For some properties, neither Zillow’s Zestimate nor the assessed value you find in public records seems to make sense. In particular, I’m thinking about certain multi-unit residential properties like co-ops, especially in New York City. I bring this up to make my final point about how to determine which property value(s) to use: it really, really depends on where the real estate is located. Property location can affect not just what’s happening with its market value and how its assessed value is calculated, but also what kind of data is available and relevant to consider.
Bottom Line
So, what should you look for when determining which value to use? Well, first, to get this out of the way: your own organization’s policy, if they have one. I’m not here to shake up any hard-won consensus your organization has come to, just to help make sense of some of the confusion that can exist around property values. Beyond that, a few of the most important questions to ask yourself if you’re trying to decide which value to use:
- What’s available for that property?
- Are there any significant anomalies for that property or area that could affect how local values are determined?

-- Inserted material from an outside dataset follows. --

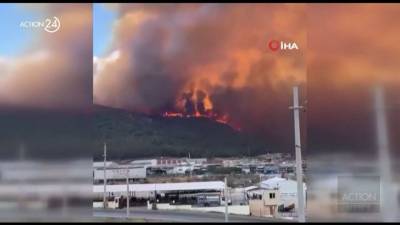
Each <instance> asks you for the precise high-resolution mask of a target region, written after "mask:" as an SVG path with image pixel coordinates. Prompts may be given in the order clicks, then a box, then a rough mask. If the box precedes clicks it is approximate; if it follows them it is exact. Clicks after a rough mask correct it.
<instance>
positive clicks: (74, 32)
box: [0, 4, 93, 110]
mask: <svg viewBox="0 0 400 225" xmlns="http://www.w3.org/2000/svg"><path fill="white" fill-rule="evenodd" d="M19 7H26V8H27V9H29V10H32V11H36V12H37V11H40V12H42V13H43V15H45V16H44V17H43V18H46V17H53V16H57V17H58V18H59V19H60V21H61V28H60V30H59V31H57V32H56V33H47V32H45V31H42V30H40V31H35V32H34V31H32V35H37V36H35V38H34V41H33V42H32V43H30V47H29V48H28V49H26V51H25V52H23V53H22V54H20V55H18V56H15V57H7V58H6V57H3V60H1V59H0V67H1V69H0V73H1V74H0V105H1V107H2V108H5V107H6V108H9V107H28V108H46V109H79V110H81V109H82V108H87V107H89V106H90V105H91V104H92V69H93V68H92V66H91V65H92V7H91V4H54V5H49V4H38V5H29V4H27V5H20V6H19ZM28 19H29V18H28ZM3 22H7V21H3ZM18 25H19V24H17V25H16V26H18ZM21 29H22V28H21ZM2 32H7V31H4V30H3V31H2ZM26 32H28V31H26ZM15 47H17V46H15Z"/></svg>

- Does something about the value look… off?
In the end, I always want to be as accurate as possible but also try to keep in mind I’m not trying to sell this property for the prospect, nor am I sending anyone their tax bill. Within reason, slightly over-/under-estimating a property’s value is not going to make or break its accuracy as a wealth indicator. This is where the art comes back in: the part that isn’t about numbers but about interpretation and context, about recognizing property value as a piece of a larger picture of a prospect’s wealth. That’s also what turns data into insight.